Govt’s domestic borrowing reaches Rs 6 trillion | Pakistan Press Foundation (PPF)

Pakistan Press Foundation

Govt’s domestic borrowing reaches Rs 6 trillion

By Sajid Chaudhry

ISLAMABAD: State Bank of Pakistan Governor Shahid Hafeez Kardar on Monday informed the donor community that government borrowing from the banking sector has reached 56 percent or Rs 6 trillion, which is putting pressure on the exchange rate and resulting in an increase in inflation. The real challenge before the SBP is high inflation, which is higher than the policy rate.

In his presentation on the SBP reforms before the donor community at the Pakistan Development Forum, the SBP governor said that the Finance Ministry had piloted an amended SBP Act through the National Assembly, which had placed the limit of government borrowing from the SBP to only 10 percent of the previous fiscal revenues, and the government would be bound to retire its current stock of the SBP debt of Rs 1,355 billion or 65 percent of the revenues in the next five years.

He also said that unrestricted government borrowing from the SBP, apart from causing inflation, complicated the impact of monetary policy stance, put pressure on exchange rate and hurt the private sector by affecting availability and cost of credit.

Total government borrowing of the banking sector — 50 percent of NDA (56 percent, if PSEs borrowing included) is high and raised interest rates. The governor said that the SBP is owned by the government, which was paying up to 13 percent interest on its borrowing from the SBP.

Shaikh said that there should be zero interest on government borrowing from the SBP as the interest rate charged from the government became the basis for fixation of policy rate and increased interest rate for the entire private sector. He said that commodity credit now stood at Rs 390 billion, which included Rs 160 billion by the Trading Corporation of Pakistan and Rs 228 billion by the provinces.

Explaining the banking spread and credit concentration, he said that large spreads between interest rates on loans and deposit rates — 700 basis points — was partially due to limited saving avenues and heavy reliance on borrowing by the government, private and public sector.
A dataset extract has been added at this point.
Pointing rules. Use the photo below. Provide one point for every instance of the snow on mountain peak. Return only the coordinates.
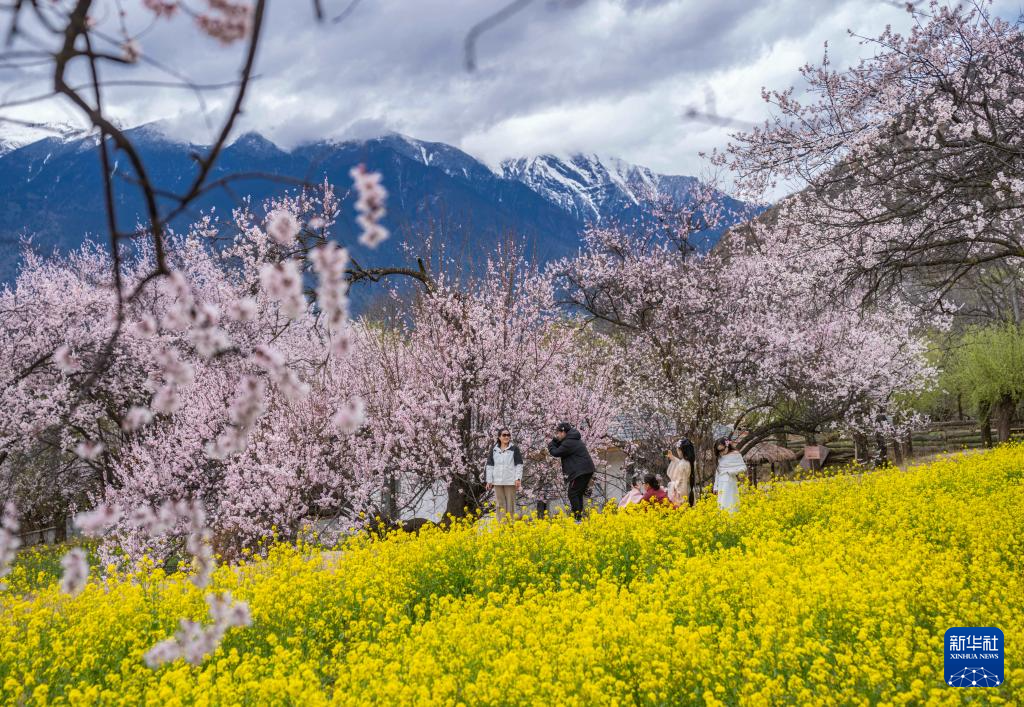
(587, 185)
Presenting the SBP’s reforms agenda before the PDF, he said it aimed at improving financial intermediation that would help narrow banking spreads gradually. Planned reforms in this area are widening access to government paper, creating greater awareness on high return term deposits, developing market for corporate debt and phasing out the role of institutional investors in the National Saving Schemes, he added.

Explaining the challenges due to subsidised credit facilities, the SBP governor hinted at the review of export finance schemes, saying that facilities like Export Finance Scheme, Long-Term Financing Facility complicated monetary management, as their effects were similar to the printing of money, which promoted economic inefficiency. The bank’s efforts to mobilise deposits and raise returns were constrained by easy availability of refinance from the SBP.